Spin-Valley Polarized Quantum Anomalous Hall Effect and a Valley-Controlled Half Metal in Bilayer Graphene

• Published in: arXiv.org
• Main Authors: Zhai, Xuechao, Blanter, Yaroslav M
• Format: Paper Journal Article
• Language: English
• Published: Ithaca Cornell University Library, arXiv.org 28.04.2020
• Subjects: Antiferromagnetism; Bias; Bilayers; Domain walls; Graphene; Interlayers; Luminous intensity; Physics - Mesoscale and Nanoscale Physics; Quantum Hall effect; Subsystems; Topological insulators
• ISSN: 2331-8422
• DOI: 10.48550/arxiv.1911.05980

We investigate topological phases of bilayer graphene subject to antiferromagnetic exchange field, interlayer bias, and irradiated by light.
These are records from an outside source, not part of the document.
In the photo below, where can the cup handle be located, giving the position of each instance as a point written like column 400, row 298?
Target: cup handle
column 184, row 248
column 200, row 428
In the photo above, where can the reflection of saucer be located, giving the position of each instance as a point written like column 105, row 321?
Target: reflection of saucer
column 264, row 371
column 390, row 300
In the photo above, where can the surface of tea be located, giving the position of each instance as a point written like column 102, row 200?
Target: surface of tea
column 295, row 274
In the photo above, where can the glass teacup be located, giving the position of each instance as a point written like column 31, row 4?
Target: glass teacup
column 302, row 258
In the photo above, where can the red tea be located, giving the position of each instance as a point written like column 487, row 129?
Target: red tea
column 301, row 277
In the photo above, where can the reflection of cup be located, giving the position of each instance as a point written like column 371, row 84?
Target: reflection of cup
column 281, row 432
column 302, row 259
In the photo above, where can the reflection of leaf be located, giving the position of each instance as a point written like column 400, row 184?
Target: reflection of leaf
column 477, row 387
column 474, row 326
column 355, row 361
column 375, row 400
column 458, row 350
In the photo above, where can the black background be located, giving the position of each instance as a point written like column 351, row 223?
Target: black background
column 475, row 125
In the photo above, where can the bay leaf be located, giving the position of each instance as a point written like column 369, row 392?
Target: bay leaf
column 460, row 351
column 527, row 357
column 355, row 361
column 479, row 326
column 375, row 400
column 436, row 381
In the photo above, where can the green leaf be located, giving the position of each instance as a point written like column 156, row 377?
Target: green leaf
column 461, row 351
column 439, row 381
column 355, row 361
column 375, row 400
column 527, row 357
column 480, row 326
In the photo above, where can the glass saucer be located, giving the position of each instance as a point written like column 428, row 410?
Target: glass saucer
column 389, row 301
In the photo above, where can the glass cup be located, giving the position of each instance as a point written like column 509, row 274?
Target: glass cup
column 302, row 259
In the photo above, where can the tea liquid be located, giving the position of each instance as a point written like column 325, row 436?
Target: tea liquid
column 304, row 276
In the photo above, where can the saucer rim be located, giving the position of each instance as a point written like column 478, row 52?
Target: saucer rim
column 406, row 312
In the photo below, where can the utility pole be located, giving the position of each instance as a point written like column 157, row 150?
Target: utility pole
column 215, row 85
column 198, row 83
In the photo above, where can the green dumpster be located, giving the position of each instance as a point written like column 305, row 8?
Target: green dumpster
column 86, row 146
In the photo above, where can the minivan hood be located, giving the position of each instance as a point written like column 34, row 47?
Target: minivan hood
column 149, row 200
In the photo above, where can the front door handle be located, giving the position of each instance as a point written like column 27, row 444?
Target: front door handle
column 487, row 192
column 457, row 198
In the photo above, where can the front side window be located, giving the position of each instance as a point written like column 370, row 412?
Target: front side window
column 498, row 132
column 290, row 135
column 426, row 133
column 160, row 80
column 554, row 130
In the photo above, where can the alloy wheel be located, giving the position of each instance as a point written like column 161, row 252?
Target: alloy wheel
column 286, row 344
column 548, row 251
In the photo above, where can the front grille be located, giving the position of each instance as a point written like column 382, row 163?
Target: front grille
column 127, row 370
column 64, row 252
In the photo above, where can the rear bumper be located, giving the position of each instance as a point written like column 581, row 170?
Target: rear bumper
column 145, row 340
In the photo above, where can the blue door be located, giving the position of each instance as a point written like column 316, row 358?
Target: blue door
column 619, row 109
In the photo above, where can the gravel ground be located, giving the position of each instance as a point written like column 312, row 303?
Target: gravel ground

We discover that at finite bias and light intensity the system transitions into a previously unknown spin-valley polarized quantum anomalous Hall (SVP-QAH) insulator state, for which the subsystem of one spin is a valley Hall topological insulator (TI) and that of the other spin is a QAH insulator. We assess the TI phases occurring in the system by analytically calculating the spin-valley dependent Chern number, and characterize them by considering edge states in a nanoribbon. We demonstrate that the SVP-QAH edge states lead to a unique spin rectification effect in a domain wall. Along the phase boundary, we observe a bulk half-metal state with Berry's phase of 2\pi.